Last night I had to fortune to listen to Jane Goodall speak. It’s interesting how one can make someone’s life seem very linear and predictable (just read any famous person’s wikipedia article) as you put together their experiences and achievements together, but in fact, sometimes opportunities lie everywhere. It’s whether we are able to notice them and somehow be supported through the process.
There were several things that struck me about her life story. One major one was the seemingly unending support of her mother. Jane had a mother that recognized her potential and always fostered and nurtured it. Jane recalled a story about when her mother found her in bed when she was less than two years old hanging on to some earthworms under her bedcovers. Instead of dismissing it, Jane’s mother told her that the worms needed the earth to live and that they should go put the worms back where they belong.

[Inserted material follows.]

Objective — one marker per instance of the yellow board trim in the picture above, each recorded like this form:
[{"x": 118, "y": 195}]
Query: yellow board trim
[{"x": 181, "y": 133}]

Even though she didn’t have enough money to go to college, she worked and saved and ended up taking a boat to what was known then as “The Dark Continent” after a friend said that she could stay on that friends farm. No one believed anything good would come of it. They gave her lots of reasons not to go. She was a woman, she didn’t have a college degree, Africa was dangerous, and the list goes on. All except her mother who went with Jane to Africa. While in Africa, she was advised to call a Kenyan archeologist named Louis Leaky who gave her a job and 6 months to observe chimps. She went, camped, observed and after surviving the chimps aggressive initial behaviors, she discovered that they used tools. That discovery led to National Geographic getting involved and of course, funding.
Through Leaky, Goodall also received a letter from Cambridge University offering her a place in a Ph.D. program. I love the way Jane mentions that they thought they (or Leaky) didn’t have time to waste on a B.A. Well, all her professors told her she had done everything wrong, but that didn’t stop her.
Later, at a conference, she heard about too many chimps being held captive in tiny cages for the duration of their entire lives for the purpose of experimentation and at that moment became an activist. From that, she thought of the power of hope that lies with our children and founded a program called Roots and Shoots (you can click here for the educator’s page).
If there were a few key ideas I got from this lecture, it’s that we need to find the passion in our lives and just one person needs to support and nourish it. The other thing was hope in our future. If we didn’t believe we could make this planet a better one, one that is sustainable, one of peace, one that recognizes differences as opportunities, collaborates to solve problems, etc. and pass that hope and optimism to the children we teach, why bother.